In an impassioned address Wednesday at a special United Nations meeting on Ukraine, U.S. Ambassador Linda Thomas-Greenfield drew attention to “videos of Russian forces moving exceptionally lethal weaponry into Ukraine, which has no place on the battlefield. That includes cluster munitions.” These weapons, which are notorious for leaving small bomblets behind that later kill and injure civilians, are one of a small number of indiscriminate weapons that have infamous global recognition as markers of the horror of war — recently also used in Azerbaijan and Nagorno-Karabakh, as well as Syria, garnering international disgust.
As many human rights groups are now doing, the United States was right to point to cluster munitions in criticizing Russia. However, within hours of Ambassador Thomas-Greenfield’s comments, the U.S. Mission to the United Nations edited the transcript, striking out that the weapons have no place on the battlefield, as indicated below.

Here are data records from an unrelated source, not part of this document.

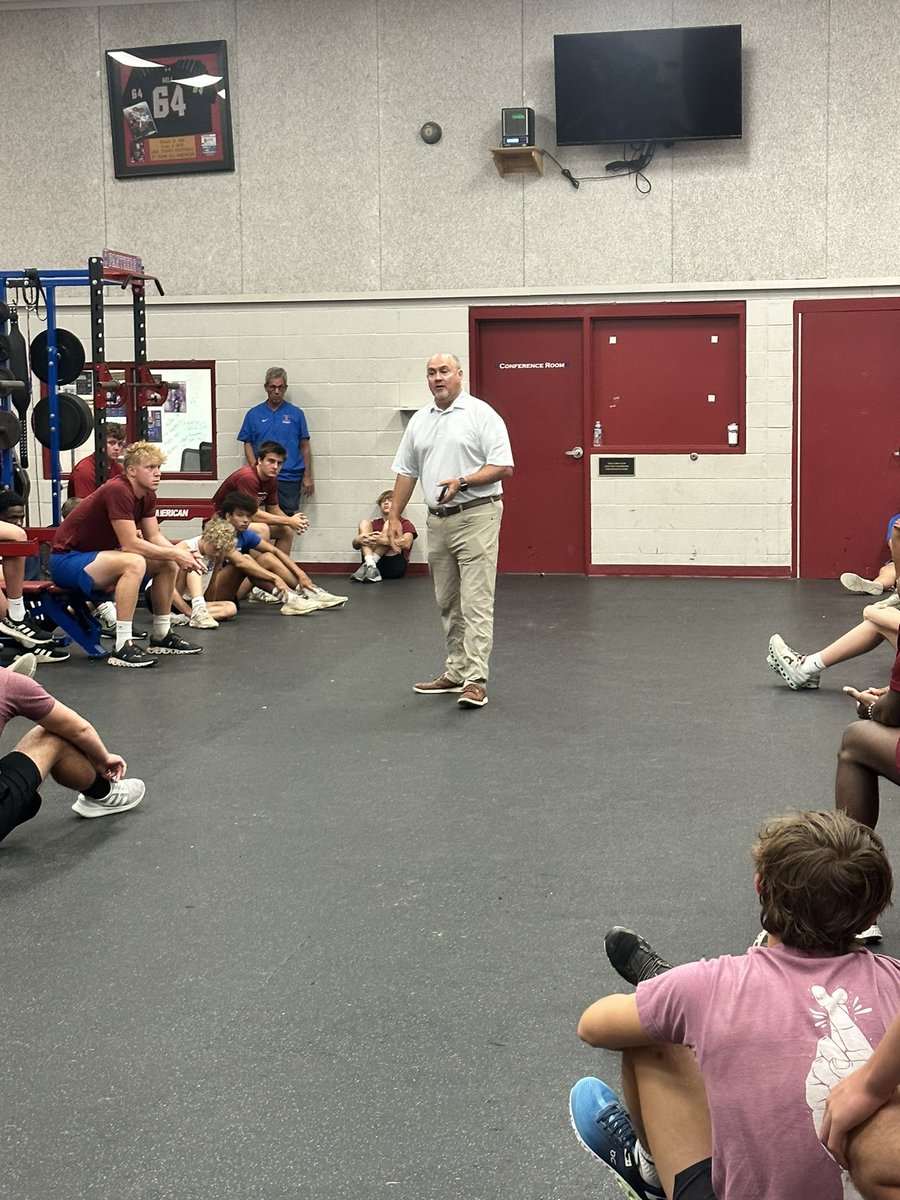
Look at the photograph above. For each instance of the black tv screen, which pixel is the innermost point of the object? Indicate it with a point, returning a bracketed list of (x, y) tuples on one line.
[(648, 85)]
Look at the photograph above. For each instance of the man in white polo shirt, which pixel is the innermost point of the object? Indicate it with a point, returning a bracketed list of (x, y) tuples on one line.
[(459, 448)]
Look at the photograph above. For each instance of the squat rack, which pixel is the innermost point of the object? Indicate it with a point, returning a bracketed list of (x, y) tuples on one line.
[(100, 274)]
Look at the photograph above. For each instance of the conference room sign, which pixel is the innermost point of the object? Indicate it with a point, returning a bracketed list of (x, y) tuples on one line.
[(169, 109)]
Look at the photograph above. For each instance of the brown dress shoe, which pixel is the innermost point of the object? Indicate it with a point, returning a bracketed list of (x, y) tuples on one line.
[(473, 696), (438, 687)]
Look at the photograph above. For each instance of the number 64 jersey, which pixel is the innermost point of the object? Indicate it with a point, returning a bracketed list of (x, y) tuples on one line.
[(177, 108)]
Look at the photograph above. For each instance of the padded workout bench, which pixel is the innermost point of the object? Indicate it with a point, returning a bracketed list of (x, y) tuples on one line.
[(69, 610)]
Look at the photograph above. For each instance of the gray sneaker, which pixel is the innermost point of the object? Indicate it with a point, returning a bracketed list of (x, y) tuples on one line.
[(127, 793), (857, 583), (25, 664), (789, 664), (203, 619)]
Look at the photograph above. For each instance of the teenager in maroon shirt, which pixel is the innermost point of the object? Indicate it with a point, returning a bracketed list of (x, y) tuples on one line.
[(112, 541)]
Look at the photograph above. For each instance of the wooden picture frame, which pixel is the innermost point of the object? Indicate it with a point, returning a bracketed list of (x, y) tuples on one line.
[(169, 109)]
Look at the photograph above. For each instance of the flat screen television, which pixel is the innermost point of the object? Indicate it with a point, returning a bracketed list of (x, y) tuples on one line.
[(648, 85)]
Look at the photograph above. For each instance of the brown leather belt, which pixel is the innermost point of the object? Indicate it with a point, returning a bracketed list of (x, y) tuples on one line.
[(453, 509)]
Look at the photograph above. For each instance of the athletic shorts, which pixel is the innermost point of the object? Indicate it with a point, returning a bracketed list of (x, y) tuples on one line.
[(393, 567), (67, 570), (288, 496), (19, 797), (695, 1182)]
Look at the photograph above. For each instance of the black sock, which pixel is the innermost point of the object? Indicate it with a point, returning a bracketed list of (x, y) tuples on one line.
[(99, 790)]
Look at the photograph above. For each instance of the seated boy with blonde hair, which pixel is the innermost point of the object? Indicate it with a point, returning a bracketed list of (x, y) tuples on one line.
[(112, 541), (214, 545), (727, 1063)]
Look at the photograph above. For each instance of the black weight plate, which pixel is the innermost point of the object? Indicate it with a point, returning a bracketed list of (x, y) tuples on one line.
[(70, 357), (21, 481), (76, 423)]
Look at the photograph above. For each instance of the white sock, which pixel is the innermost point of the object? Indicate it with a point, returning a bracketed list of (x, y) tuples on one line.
[(646, 1167)]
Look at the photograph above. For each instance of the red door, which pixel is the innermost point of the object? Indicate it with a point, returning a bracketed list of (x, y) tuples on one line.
[(529, 369), (846, 463)]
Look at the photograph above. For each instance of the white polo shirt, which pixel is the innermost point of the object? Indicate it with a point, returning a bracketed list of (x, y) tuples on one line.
[(450, 443)]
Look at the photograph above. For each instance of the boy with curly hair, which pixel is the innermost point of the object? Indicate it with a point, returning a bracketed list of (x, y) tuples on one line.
[(726, 1063)]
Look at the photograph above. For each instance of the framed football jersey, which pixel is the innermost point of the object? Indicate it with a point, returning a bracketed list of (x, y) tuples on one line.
[(169, 109)]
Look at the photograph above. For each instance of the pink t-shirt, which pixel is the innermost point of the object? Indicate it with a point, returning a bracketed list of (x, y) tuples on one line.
[(21, 696), (773, 1031)]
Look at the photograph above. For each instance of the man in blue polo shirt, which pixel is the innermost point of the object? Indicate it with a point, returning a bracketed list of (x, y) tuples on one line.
[(277, 420)]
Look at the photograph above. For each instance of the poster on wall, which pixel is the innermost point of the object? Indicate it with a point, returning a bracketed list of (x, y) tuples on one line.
[(169, 109)]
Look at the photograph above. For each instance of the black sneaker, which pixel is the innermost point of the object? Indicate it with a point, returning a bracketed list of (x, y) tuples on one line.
[(130, 655), (172, 645), (633, 957), (25, 633), (45, 654)]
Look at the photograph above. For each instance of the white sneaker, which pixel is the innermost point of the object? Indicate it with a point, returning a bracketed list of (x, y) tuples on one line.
[(203, 619), (258, 597), (789, 665), (870, 936), (327, 600), (857, 583), (127, 793), (299, 606)]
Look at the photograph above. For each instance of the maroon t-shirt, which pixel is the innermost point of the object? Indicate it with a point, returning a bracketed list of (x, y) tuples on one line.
[(90, 526), (895, 673), (82, 481), (21, 696), (247, 480)]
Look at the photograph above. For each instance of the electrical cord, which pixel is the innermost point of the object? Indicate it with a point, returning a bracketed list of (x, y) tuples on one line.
[(635, 159)]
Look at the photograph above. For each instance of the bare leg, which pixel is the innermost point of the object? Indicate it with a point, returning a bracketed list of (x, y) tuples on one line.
[(887, 576), (874, 1153), (666, 1099), (862, 637), (123, 571), (868, 753)]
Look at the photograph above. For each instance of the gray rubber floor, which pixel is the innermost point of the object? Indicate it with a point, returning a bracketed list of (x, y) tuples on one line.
[(341, 948)]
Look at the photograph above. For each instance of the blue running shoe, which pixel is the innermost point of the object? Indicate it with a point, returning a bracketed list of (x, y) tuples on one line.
[(605, 1131)]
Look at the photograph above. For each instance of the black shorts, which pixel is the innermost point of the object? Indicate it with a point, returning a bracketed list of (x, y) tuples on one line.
[(19, 797), (393, 567), (695, 1182)]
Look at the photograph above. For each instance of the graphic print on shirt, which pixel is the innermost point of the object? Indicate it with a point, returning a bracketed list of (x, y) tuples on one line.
[(839, 1051)]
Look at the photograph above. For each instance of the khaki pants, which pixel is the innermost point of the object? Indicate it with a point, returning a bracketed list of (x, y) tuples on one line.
[(462, 557)]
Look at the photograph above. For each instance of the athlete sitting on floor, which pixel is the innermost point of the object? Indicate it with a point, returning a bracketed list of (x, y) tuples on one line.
[(259, 568), (753, 1042), (64, 745), (214, 545)]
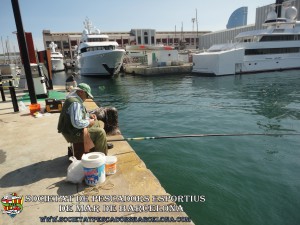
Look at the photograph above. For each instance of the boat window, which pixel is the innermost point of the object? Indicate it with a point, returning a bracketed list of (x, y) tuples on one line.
[(278, 38), (83, 50), (97, 39), (271, 51)]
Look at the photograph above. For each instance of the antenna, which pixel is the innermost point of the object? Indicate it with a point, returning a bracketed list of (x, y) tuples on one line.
[(193, 21)]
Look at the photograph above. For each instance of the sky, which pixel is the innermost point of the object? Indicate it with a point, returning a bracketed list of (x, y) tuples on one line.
[(118, 16)]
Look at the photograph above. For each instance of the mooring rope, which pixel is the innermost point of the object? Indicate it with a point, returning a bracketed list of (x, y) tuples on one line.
[(203, 135)]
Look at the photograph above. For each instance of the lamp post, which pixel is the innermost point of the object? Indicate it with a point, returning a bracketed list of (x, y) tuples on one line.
[(24, 50)]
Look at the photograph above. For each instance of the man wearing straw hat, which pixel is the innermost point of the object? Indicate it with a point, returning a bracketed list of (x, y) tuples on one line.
[(76, 125)]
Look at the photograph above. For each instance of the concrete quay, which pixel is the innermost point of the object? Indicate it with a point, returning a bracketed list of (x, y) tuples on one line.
[(33, 164), (161, 70)]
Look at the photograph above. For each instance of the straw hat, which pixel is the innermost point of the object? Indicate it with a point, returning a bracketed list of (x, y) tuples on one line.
[(84, 87)]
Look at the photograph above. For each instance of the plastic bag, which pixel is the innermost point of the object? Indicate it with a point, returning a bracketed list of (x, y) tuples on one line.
[(75, 171)]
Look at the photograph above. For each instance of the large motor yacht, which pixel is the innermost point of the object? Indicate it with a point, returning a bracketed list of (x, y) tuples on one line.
[(97, 56)]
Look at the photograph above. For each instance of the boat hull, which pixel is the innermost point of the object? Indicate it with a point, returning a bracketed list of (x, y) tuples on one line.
[(101, 63), (235, 62)]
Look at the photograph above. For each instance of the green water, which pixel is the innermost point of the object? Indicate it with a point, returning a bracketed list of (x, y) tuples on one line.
[(249, 180)]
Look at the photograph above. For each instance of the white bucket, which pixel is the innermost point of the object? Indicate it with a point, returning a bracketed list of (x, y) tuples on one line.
[(111, 165), (93, 168)]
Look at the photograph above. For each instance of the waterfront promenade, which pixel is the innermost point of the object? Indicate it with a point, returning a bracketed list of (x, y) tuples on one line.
[(33, 164)]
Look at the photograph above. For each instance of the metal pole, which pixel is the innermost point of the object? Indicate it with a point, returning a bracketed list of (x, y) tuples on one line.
[(13, 97), (2, 93), (24, 50)]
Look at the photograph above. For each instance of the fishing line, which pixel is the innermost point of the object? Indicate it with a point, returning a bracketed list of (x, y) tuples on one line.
[(202, 135)]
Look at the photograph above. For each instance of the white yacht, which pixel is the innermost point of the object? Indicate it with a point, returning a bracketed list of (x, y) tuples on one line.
[(97, 56), (277, 47), (57, 59)]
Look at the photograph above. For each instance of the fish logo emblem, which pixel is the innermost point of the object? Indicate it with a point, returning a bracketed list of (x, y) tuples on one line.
[(12, 204)]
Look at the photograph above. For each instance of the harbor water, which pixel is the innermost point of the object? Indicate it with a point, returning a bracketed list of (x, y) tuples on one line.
[(249, 180)]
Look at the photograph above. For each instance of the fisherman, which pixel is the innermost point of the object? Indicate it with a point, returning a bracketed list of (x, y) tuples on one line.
[(76, 125), (70, 83)]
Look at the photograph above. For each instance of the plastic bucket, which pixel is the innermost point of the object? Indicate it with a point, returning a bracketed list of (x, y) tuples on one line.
[(111, 165), (94, 168), (34, 108)]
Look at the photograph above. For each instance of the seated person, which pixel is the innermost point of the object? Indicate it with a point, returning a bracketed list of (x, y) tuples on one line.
[(74, 119)]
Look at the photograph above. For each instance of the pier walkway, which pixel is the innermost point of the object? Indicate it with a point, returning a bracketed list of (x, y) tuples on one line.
[(33, 164)]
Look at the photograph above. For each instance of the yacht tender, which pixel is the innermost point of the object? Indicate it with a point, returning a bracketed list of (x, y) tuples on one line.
[(57, 59)]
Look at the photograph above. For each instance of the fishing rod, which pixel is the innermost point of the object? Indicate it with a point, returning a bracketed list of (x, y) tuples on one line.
[(202, 135)]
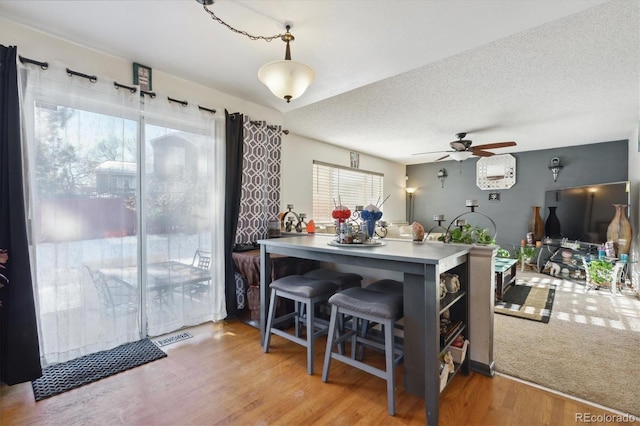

The new formulation, which only expresses concern if these weapons are “directed against civilians,” undermines U.S. opprobrium of Russian behavior. So too does the fact that the United States has refused to abandon cluster munitions — despite functionally not using the weapons itself in nearly two decades and no longer having a domestic manufacturer of them.
Today, 110 countries, including more than two-thirds of NATO member states, are parties to the Convention on Cluster Munitions, which bans the weapons. The United States worked against the creation of the Convention, and continues to eschew its meetings. By doing so, Washington keeps itself outside the growing norm that it could use more fully to condemn Russian aggression.
Tragically, cluster munitions are not the only weapons the United States is clinging to that undermine its ability to call Russia, and others, to account. In his State of the Union address Tuesday night, President Biden referred to “the battle between democracy and autocracies,” framing Ukraine as the stand-in for democracy and Russia for autocracy. He would be wise to heed that framing when it comes to landmines.
In the face of an existential threat to its existence, Ukraine appears to be honoring its commitment under the Mine Ban Treaty not to use victim-activated antipersonnel landmines –—weapons that primarily maim and killed civilians. In addition to Ukraine, that treaty is supported by 163 more countries, including the vast majority of the world’s democracies and every NATO member state — aside from the United States.
In April 2021 Ambassador Thomas-Greenfield said the president wanted to “curtail the use of landmines.” Still, it has yet to change Trump era policy that would allow for the use of them anywhere in the world. Nor has this administration indicated it will move to join the treaty — a decision it could announce now, acknowledging inspiration from Ukraine.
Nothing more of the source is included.